La cara de la bestia
Sin embargo, la historia nunca corre marcha atrás. No hemos regresado a los noventa, ni al 2001, mucho menos a 1976 ni a 1955. La resistencia es conservadora porque admite el agotamiento de la imaginación. Nadie va a volver, salvo como una triste parodia. La perplejidad empuja a aferrarse de alguna tabla de salvación: los consensos adquiridos, la gente empoderada, la señora conductora, el mito de un peronismo imbatible. Pero para que resurja una alternativa política, habrá que remarla.
La incipiente oposición se dirime hoy en un justicialismo estallado, entre los «dadores voluntarios de gobernabilidad» (como denomina uno de los baqueanos más agudos del universo pejotista al peronismo que coquetea con el gobierno), los unitarios equilibristas que bregan por la síntesis imposible, y un minoritario kirchnerismo que hace todo lo que descalificaba por apolítico. Hay que mear fuera del tarro.
Sobre las ruinas de ese territorio minado que es la provincia de Buenos Aires, el «ala sensible» del macrismo pone a prueba su proyección histórica. La empresa reformadora iniciada el diez de diciembre se juega todo su capital en la modernización o el disciplinamiento de La Provincia. Orden o progreso.
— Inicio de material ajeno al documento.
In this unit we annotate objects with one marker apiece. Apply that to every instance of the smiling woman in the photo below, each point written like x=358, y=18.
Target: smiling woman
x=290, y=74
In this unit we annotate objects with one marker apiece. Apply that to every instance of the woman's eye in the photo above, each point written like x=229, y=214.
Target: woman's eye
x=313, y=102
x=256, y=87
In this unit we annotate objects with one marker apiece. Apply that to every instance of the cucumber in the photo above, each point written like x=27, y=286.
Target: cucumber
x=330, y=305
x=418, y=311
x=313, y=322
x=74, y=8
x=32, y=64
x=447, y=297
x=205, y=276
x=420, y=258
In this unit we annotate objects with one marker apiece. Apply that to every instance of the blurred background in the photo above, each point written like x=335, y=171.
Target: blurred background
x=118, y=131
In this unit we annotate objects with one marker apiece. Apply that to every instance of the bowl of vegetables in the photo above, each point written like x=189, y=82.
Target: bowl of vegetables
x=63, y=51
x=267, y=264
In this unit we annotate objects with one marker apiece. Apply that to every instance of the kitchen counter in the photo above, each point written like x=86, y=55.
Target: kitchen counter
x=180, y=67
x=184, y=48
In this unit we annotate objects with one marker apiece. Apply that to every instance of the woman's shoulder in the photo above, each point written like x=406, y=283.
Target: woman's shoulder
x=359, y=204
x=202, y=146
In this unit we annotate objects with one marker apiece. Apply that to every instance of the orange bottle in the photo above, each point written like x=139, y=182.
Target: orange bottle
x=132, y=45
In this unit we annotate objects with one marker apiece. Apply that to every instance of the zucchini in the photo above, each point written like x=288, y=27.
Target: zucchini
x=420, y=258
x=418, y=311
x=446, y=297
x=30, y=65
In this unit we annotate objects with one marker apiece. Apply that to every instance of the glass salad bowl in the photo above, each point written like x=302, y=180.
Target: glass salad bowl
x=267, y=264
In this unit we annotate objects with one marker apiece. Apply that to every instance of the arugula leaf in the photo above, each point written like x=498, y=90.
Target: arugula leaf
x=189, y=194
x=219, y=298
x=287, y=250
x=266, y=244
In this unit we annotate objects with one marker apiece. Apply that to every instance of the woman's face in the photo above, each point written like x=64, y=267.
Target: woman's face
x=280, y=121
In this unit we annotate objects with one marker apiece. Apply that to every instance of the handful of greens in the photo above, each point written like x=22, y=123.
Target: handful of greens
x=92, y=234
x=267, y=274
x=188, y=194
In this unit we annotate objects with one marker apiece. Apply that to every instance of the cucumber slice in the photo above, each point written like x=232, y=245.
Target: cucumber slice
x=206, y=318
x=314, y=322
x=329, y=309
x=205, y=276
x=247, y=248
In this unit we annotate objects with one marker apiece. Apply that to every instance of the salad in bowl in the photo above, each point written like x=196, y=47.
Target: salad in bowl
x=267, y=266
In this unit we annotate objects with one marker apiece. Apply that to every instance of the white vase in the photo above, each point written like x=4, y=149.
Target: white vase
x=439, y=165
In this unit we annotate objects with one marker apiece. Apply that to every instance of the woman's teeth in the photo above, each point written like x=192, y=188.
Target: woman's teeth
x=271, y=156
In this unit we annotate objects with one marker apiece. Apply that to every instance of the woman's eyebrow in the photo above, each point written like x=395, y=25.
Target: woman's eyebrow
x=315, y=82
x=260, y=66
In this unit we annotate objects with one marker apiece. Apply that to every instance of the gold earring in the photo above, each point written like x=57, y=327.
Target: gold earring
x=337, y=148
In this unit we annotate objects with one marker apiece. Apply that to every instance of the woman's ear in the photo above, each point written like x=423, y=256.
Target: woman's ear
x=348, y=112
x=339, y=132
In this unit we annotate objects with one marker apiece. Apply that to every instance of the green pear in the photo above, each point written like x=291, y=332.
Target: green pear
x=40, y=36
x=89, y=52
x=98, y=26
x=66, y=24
Su principal carta ganadora consiste en desarrollar la infraestructura social y material del conurbano, lo cuál requiere un caudal de inversiones al estilo Plan Marshall junto a una destreza pactista tipo Mandela. En el camino, MEV (así llaman en la intimidad a la Gobernadora) deberá surcar un embrollo de emergencias que desbordan ampliamente cualquier atributo de gestión. De un lado, la maraña de negocios en torno a la que se articulan los poderes reales que ejercen el control social sobre las poblaciones, a partir del entrecruzamiento corrupto de segmentos políticos, policiales, jurídicos y empresariales. Por otra parte, la difusión del descontento y la conflictividad social, que cuando se desboca no cree en antivirus ni en buenos modales.
El macrismo tendrá que verle la cara a la bestia y decidir entre el pacto o la imposición de un poder de mando que no se consigue con los votos. Las amargas señales del Papa Francisco, player de peso global en ambas disputas, no inspiran optimismo. Tal el dilema recargado para esta democracia angustiada por el retorno de lo reprimido: una fractura social y simbólica, que no tiene fecha de vencimiento.